Privacy Policy

Last updated: 2026-03-31

This service is operated by Marton Lasetzky, acting as an individual under the commercial name Compath App (“we”, “us”, “our”).

For the purposes of this Privacy Policy:

• Each client clinic or business using the service is the Data Controller (“Client” or “Clinic”).
• Compath App acts as a Data Processor, processing data strictly on behalf of and under the documented instructions of the Client.

This Privacy Policy explains how we process personal data within the scope of the Compath App platform.

In plain language: Compath App is a data analytics and communication platform for clinics. We process personal data only on behalf of our clients and do not determine how or why personal data is used. Your clinic (the Client) controls the data; we simply provide the tools.

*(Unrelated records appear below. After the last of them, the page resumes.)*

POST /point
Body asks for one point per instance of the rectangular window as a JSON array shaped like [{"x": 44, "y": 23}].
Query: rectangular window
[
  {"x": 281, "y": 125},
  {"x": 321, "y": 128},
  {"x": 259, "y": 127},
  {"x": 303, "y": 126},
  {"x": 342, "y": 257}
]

If you are a patient or end user: This Privacy Policy describes how Compath App processes data on behalf of clinics. If you have questions about your personal data, or wish to exercise your rights under GDPR (access, rectification, erasure, etc.), please contact the clinic or business that collected your data directly. If you are unsure who the relevant Data Controller is, you may contact us at marton.lasetzky@compath.hu and we will assist in identifying and connecting you with the appropriate clinic.

1. Roles and Responsibilities

1.1 Data Controller

The Client determines:

• the purposes of processing,
• the lawful basis under GDPR (including Article 6 and Article 9 where applicable),
• and is responsible for informing data subjects and obtaining any required consent.

Legal basis for processing is determined solely by the Client as Data Controller.

1.2 Data Processor

Compath App:

• acts solely on behalf of the Client,
• processes data only to deliver the contracted services,
• does not use personal data for its own purposes,
• does not sell personal data.

We do not obtain consent directly from data subjects; where consent is required, it is the responsibility of the Client as Data Controller.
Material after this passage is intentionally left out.